An art birthday party for a dear collector
Earlier this year I had the fabulous opportunity to create an art-filled birthday party for a friend and collector. Troy-Skott, who with his husband JR had bought this painting

back in 2008, was giving himself a Paris sabbatical for a big (we won’t say which) birthday. He planned to taking the time and space to immerse himself in the art and history of Paris and to make some art himself while he was there.

He wanted to include his circle of friends in the experience, so he invited them to a send-off party at which they could experience a taste of his upcoming art sabbatical. This is where I came in. He’d observed that modern art often intimidated the uninitiated, and wondered if we could do some kind of presentation and activity to make it more accessible. Together, we came up with a plan: I would give a very rapid and VERY opinionated overview of modern art history—wait, let me back up: cocktails were served first!—and then distribute canvases, paints, brushes, and one still-life object per table, give them a method to proceed, and finally let them loose making a cubist painting.

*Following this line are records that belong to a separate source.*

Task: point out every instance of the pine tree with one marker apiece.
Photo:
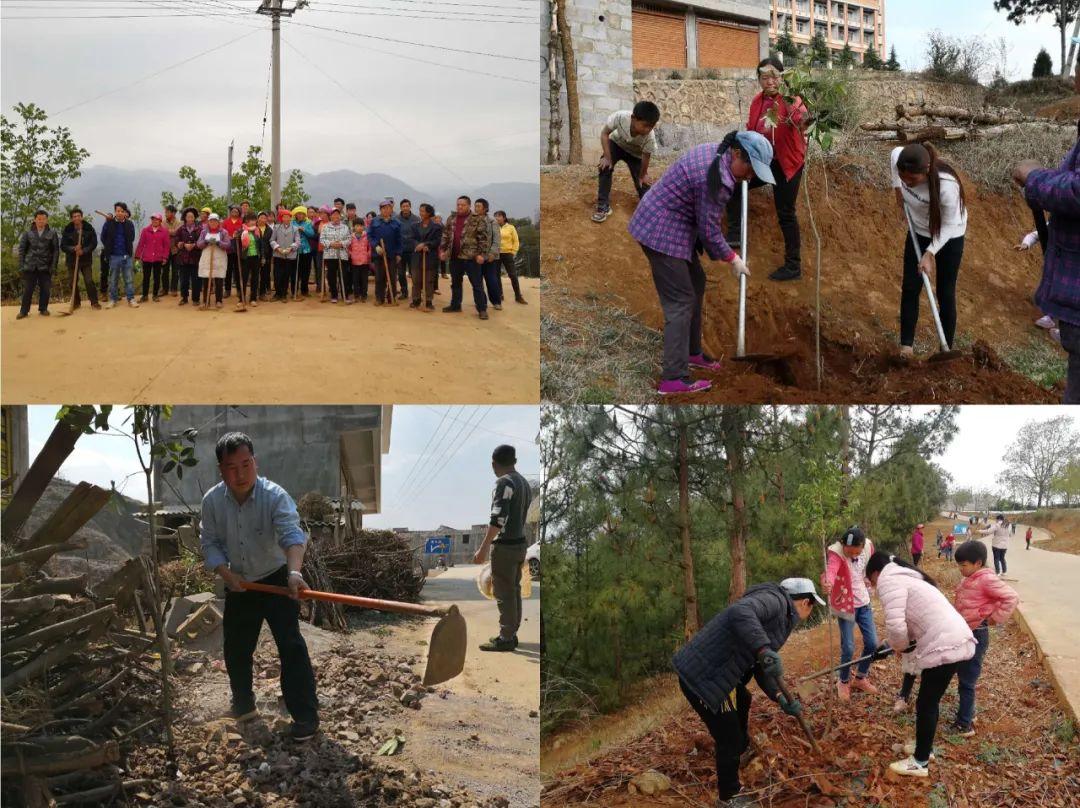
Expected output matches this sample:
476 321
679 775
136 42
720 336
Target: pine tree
893 63
1043 65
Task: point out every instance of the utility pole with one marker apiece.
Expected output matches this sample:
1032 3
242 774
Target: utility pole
228 180
275 10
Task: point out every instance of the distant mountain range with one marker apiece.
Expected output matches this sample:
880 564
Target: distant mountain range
100 186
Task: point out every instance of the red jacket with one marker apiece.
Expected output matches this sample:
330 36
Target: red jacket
788 145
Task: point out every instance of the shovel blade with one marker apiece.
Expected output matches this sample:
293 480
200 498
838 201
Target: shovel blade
446 650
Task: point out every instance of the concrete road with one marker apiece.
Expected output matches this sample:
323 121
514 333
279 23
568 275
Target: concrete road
1047 582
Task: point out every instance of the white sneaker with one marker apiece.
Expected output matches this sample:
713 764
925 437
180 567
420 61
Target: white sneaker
909 767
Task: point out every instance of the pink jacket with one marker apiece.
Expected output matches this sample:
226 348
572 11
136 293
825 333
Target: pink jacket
153 246
917 610
360 251
984 596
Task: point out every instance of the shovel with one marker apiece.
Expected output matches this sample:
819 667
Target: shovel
75 280
446 649
945 354
741 354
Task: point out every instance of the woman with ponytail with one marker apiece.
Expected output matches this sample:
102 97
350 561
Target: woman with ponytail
931 189
916 610
678 219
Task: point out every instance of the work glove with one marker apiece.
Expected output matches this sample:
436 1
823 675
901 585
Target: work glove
768 660
792 708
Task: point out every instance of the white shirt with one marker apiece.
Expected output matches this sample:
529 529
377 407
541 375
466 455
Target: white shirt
917 199
618 123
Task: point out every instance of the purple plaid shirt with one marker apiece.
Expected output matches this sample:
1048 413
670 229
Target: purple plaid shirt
1057 192
677 210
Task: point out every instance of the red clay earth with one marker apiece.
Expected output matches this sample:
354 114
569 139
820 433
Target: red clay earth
1018 756
862 242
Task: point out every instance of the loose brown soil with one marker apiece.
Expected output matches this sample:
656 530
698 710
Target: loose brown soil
304 352
862 242
1024 754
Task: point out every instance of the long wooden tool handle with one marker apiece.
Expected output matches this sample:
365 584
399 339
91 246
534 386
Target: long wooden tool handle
366 603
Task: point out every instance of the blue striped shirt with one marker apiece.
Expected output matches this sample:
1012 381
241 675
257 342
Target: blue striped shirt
252 537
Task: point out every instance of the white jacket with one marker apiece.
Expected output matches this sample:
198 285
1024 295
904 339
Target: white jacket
917 199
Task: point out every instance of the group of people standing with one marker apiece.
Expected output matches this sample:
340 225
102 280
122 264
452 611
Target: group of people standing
197 254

Why a cubist painting? Well, I started with the birth of modernism in the visual arts: Impressionists and their immediate forerunners were beginning to be surrounded by photography, mass printing, and other technologies. Artists became more self-conscious about the difference between an object and their own perception of it, as well as the difference between their perception of something and its representation. This begat a certain self-consciousness about looking at representations (particularly among those making the representations). The Cubists were arguably the first to represent that self-consciousness itself. The difference between the flat representation that you’re looking at and the object being represented was the subject of the painting. And the Cubists were among the more theoretical and wordy of the modern pioneers (although the Surrealists later gave them a run for their money), so they left behind pages and pages of theory that no one reads anymore, yet come in handy for teaching this stuff. Artists like Picasso found that the theory got old fast, but his early dive into those Cubist experiments made his later work possible.
I happened to have a goat skull laying around, as well as a toy accordion, both of which seemed like appropriately Cubist subjects. To keep the palettes reasonably coherent (and cubist) I pre-mixed the paint in gradations of brown, orange, green, and blue-grey. I briefly gave them a mission: Look for the shapes that represent the various planes of the three-dimensional object and outline them in black. Move one chair over. Repeat. Fill in the outlined shapes with tonal gradations of the same color.
The group’s skill levels were all over the map, time was short, my instructions even shorter, and cocktails were being served, but the results were nonetheless respectable.